Mi vecina me dejaba comida en la puerta. Pensé que quería entrometerse. Después supe que…

La primera vez que encontré el táper en mi puerta, pensé que era un error. Arroz con pollo, todavía tibio. Sin nota, sin nada. Lo dejé ahí un rato, mirándolo desde la rendija de la puerta como si fuera a explotar.
Valeria, mi bebé, lloraba adentro. Tenía tres meses y yo llevaba dos días comiendo galletas de soda porque el dinero no alcanzaba hasta fin de mes. Agarré el táper. Olía demasiado bien como para rechazarlo.
A la semana siguiente, otra vez. Esta vez, lentejas con chorizo. Empecé a molestarme. ¿Quién se creía para dejarme comida como si fuera una indigente? Seguro era la vecina del 3B, la que siempre me miraba con esa cara de lástima cuando me veía cargar a Valeria sola, con bolsas del supermercado colgando de los brazos. Escrito por Gisel Dominguez.
—¿Te parece normal esto? —le dije un día cuando la encontré en el pasillo. Tenía el táper en la mano, todavía sin lavar—. No necesito caridad.
Ella se quedó quieta, con su bolso viejo colgado del hombro. Era más joven de lo que pensaba, quizás treinta y pocos. Tenía ojeras profundas.
—No es caridad —dijo bajito—. Solo… me sobra comida. Cocino de más.
—Pues aprende a medir las porciones.
Me arrepentí apenas lo dije. Pero ya estaba hecha. Entré a mi departamento y cerré la puerta con más fuerza de la necesaria.
Pasaron tres semanas sin tápers. Valeria cumplió cuatro meses y yo aprendí veintisiete formas distintas de cocinar fideos. Una tarde, bajando la escalera con el cochecito, vi a la vecina sentada en un escalón con su hijo. Un niño flaquito de unos cinco años, callado como su madre.

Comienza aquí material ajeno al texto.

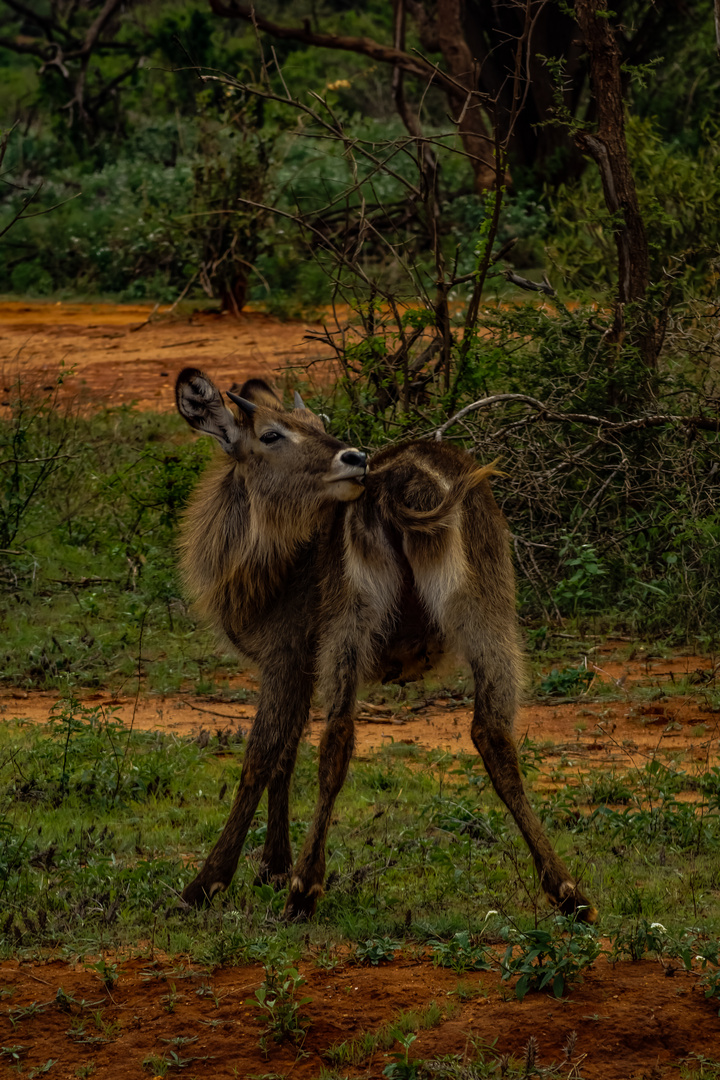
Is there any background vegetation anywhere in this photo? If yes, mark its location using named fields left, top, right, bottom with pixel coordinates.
left=0, top=10, right=720, bottom=1062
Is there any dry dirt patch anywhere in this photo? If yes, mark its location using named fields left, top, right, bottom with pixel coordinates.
left=0, top=957, right=720, bottom=1080
left=0, top=303, right=327, bottom=411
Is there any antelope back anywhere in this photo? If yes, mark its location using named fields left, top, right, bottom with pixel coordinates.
left=176, top=368, right=367, bottom=545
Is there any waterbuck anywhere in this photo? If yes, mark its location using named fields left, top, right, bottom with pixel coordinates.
left=176, top=368, right=596, bottom=921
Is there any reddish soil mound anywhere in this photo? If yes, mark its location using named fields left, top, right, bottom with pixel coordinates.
left=0, top=957, right=720, bottom=1080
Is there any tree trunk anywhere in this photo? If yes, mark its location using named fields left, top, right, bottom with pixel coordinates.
left=575, top=0, right=657, bottom=369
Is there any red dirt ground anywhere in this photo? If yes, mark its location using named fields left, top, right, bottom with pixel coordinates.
left=0, top=303, right=720, bottom=1080
left=0, top=302, right=338, bottom=413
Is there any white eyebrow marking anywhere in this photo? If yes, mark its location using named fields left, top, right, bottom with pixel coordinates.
left=258, top=420, right=305, bottom=443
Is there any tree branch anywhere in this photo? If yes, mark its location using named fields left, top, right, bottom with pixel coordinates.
left=435, top=394, right=720, bottom=442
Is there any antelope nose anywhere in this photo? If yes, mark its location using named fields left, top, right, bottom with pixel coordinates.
left=340, top=450, right=367, bottom=469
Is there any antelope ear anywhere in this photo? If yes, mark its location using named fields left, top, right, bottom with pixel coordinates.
left=175, top=367, right=243, bottom=454
left=230, top=379, right=285, bottom=413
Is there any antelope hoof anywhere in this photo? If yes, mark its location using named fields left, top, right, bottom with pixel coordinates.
left=283, top=877, right=323, bottom=922
left=253, top=865, right=291, bottom=892
left=547, top=881, right=598, bottom=923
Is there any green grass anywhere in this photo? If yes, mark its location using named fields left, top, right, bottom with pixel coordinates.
left=0, top=698, right=720, bottom=972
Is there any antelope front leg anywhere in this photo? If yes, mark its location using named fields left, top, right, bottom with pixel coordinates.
left=256, top=727, right=302, bottom=888
left=182, top=663, right=312, bottom=907
left=285, top=704, right=355, bottom=919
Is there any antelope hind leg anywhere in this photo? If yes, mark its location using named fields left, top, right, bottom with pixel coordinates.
left=472, top=664, right=597, bottom=922
left=284, top=713, right=355, bottom=919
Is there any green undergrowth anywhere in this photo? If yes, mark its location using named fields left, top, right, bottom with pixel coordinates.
left=0, top=696, right=720, bottom=963
left=0, top=388, right=246, bottom=692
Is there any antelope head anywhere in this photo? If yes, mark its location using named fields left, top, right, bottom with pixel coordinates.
left=175, top=367, right=367, bottom=510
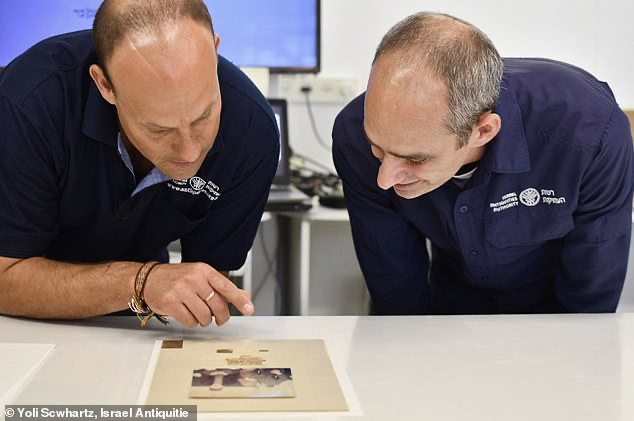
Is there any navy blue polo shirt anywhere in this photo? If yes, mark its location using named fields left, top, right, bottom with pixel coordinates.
left=333, top=59, right=634, bottom=314
left=0, top=31, right=279, bottom=270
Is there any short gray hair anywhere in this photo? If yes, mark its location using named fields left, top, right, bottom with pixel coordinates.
left=373, top=12, right=504, bottom=147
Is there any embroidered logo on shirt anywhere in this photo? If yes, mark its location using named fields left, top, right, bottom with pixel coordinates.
left=167, top=177, right=220, bottom=201
left=520, top=187, right=540, bottom=206
left=489, top=187, right=566, bottom=212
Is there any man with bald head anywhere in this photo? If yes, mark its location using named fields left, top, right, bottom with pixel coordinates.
left=333, top=13, right=634, bottom=314
left=0, top=0, right=279, bottom=327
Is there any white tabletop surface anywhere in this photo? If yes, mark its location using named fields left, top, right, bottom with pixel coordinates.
left=0, top=313, right=634, bottom=421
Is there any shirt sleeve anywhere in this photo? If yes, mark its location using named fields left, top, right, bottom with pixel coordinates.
left=181, top=108, right=279, bottom=271
left=0, top=96, right=59, bottom=258
left=333, top=103, right=430, bottom=314
left=555, top=105, right=634, bottom=312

—Mami, tengo hambre —dijo él.
—Ya sé, mi amor. En un ratito comemos.
Pero la forma en que lo dijo… ese “en un ratito” que todas las madres usamos cuando no sabemos cuándo va a ser ese ratito.
Seguí bajando. El cochecito hacía ruido contra cada escalón. En mi bolso llevaba un paquete de galletas que había comprado para mí. Me detuve.
—Toma —le dije al niño, extendiéndole las galletas—. Para que no esperes tanto.
La vecina levantó la vista. Sus ojos se llenaron de algo que no supe nombrar.
—Gracias —susurró.
—¿Cuándo fue la última vez que comiste? —pregunté.
Se encogió de hombros.
—Él primero. Siempre él primero.
Me senté en el escalón, con Valeria dormida en el cochecito.
—Los tápers… —comencé.
—Cocinaba para los dos —me interrumpió—. Pero cuando ví que estabas sola con la bebé, pensé que… —se calló—. Yo trabajo de noche limpiando oficinas. Mi mamá cuida a Mateo, pero no me paga bien. Apenas nos alcanza.
—Y aún así me dejabas comida.
—Tú tenías una recién nacida. Yo sé lo que es eso. Sola, sin dormir, sin tiempo ni para pensar en comer.
Se me hizo un nudo en la garganta.
—Yo pensé que querías entrometerte. Que me mirabas con lástima.
Ella negó con la cabeza.
—Te miraba con respeto. Porque sé lo difícil que es.
Mateo mordisqueaba las galletas despacio, como si quisiera hacer que duraran para siempre.
—¿Y ahora? ¿Por qué paraste? —pregunté, aunque ya sabía la respuesta.
—Me cortaron horas en el trabajo. Ahora solo hago tres noches. Ya no puedo cocinar de más.
Nos quedamos calladas. El edificio olía a humedad y a fritangas de otros departamentos. Valeria hizo un ruidito dormida.
—Mañana cocino yo —dije finalmente—. Y te dejo un táper en tu puerta.
Ella sonrió por primera vez. Una sonrisa cansada pero real.
—No tienes que hacerlo.
—Lo sé. Pero voy a hacerlo de todas formas.
Desde entonces, cocinamos por turnos. Un día ella, un día yo. A veces solo alcanza para arroz con huevo, pero siempre hay algo. Los niños comen primero, siempre. Y nosotras después, sentadas en mi departamento o en el suyo, compartiendo lo poco que tenemos.
Ya no me molestan los tápers en la puerta. Ahora sé que nunca fueron caridad. Eran la forma en que otra madre, pasando hambre igual que yo, me decía: “No estás sola. Yo también estoy aquí. Y vamos a salir adelante juntas.”
Porque eso es lo que hacemos las madres. Cuidarnos entre nosotras, aunque nadie nos cuide a nosotras.